Turkish sociologist, philosopher, revolutionist (born 1939)

İsmail Beşikçi (born 1939) is a Turkish sociologist, philosopher, revolutionist, and writer. He is a PEN Honorary Member. He has served 17 years in prison on propaganda charges stemming from his writings about the Kurdish population in Middle East.

== Early life and education ==
Beşikçi studied at the Faculty of Political Sciences of Ankara University, and graduated in 1962. After his military duty he became an assistant professor at Atatürk University in Erzurum. He prepared his first anthropological study, an investigation of one of the last nomadic Kurdish tribes, the Alikan, here, which he submitted in 1967 to the Ankara Faculty of Political Sciences. His second encounter with the Kurds was during his military service when he served in Bitlis and Hakkâri where he first saw the nomadic Alikan tribe pass through Bitlis on their migrations from winter to summer meadows and back.

== Professional career ==
His book The Order of Eastern Anatolia: Social-Economic and Ethnic Foundations, first published in 1969, in which he sought to adapt and apply Marxist concepts to the analysis of Kurdish society and to the processes of socio-economic and political change taking place, made him a public enemy.

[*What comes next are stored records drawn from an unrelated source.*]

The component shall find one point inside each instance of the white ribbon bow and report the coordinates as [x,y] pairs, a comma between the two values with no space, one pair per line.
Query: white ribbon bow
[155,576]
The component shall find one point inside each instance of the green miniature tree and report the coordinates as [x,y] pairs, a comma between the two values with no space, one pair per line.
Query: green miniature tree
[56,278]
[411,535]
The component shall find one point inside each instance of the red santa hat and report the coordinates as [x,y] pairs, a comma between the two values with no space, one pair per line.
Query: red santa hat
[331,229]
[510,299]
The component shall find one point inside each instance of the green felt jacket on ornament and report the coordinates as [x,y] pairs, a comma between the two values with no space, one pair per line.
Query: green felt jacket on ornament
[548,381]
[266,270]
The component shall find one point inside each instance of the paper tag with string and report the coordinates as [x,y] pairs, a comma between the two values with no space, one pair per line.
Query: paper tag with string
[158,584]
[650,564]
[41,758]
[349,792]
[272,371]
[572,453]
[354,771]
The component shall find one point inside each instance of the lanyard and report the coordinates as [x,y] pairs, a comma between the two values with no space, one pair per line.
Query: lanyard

While the book did not cause much debate either in academic or left intellectual circles, the university took disciplinary measures against him which would lead to a trial after the 1971 coup. He was detained and put on trial for communist and anti-national propaganda where he was sentenced to 13 years imprisonment for violating the indivisibility of the Turkish nation. Beşikçi did not have to serve his full 13 years and benefited amnesty in late 1974. He unsuccessfully applied for a position at the Faculty of Political Sciences in Ankara, which in 1970 had appeared willing to employ him. He never found academic employment again and was henceforth working to do his research as an independent scholar in economically precarious circumstances.

=== On Kurds ===
For many years, İsmail Beşikçi was the only non-Kurdish person in Turkey to speak out loud and clearly in defense of the rights of the Kurds. Continuing to write and speak in spite of all attempts to silence him, Beşikçi has become a powerful and important symbol for the Kurds and for the human rights movement of Turkey. He has been described as "modern Turkey's pioneer of Kurdish studies".

Ismail Beşikçi has authored several important works on Kurdish social organization and the continuing plight of Kurds today. His most famous work is International Colony Kurdistan. Beşikçi argues that the Turkish state has been practicing a policy of genocide against Kurds over the past 80 years. International Colony Kurdistan is probably Beşikçi's most open critique of the present division of Kurdistan, an ethnically contiguous area (mainly) between Turkey, Iran and Iraq - with a Kurdish population of several million people. Beşikçi argues that, for all their political differences, there is a longstanding understanding between these regional states to deny Kurds the right of self-determination and nationhood. Ismail Beşikçi's International Colony Kurdistan was originally published in 1991 and led to the imprisonment of the author in Turkey. The book remains a roadmap for our understanding of Kurdistan today.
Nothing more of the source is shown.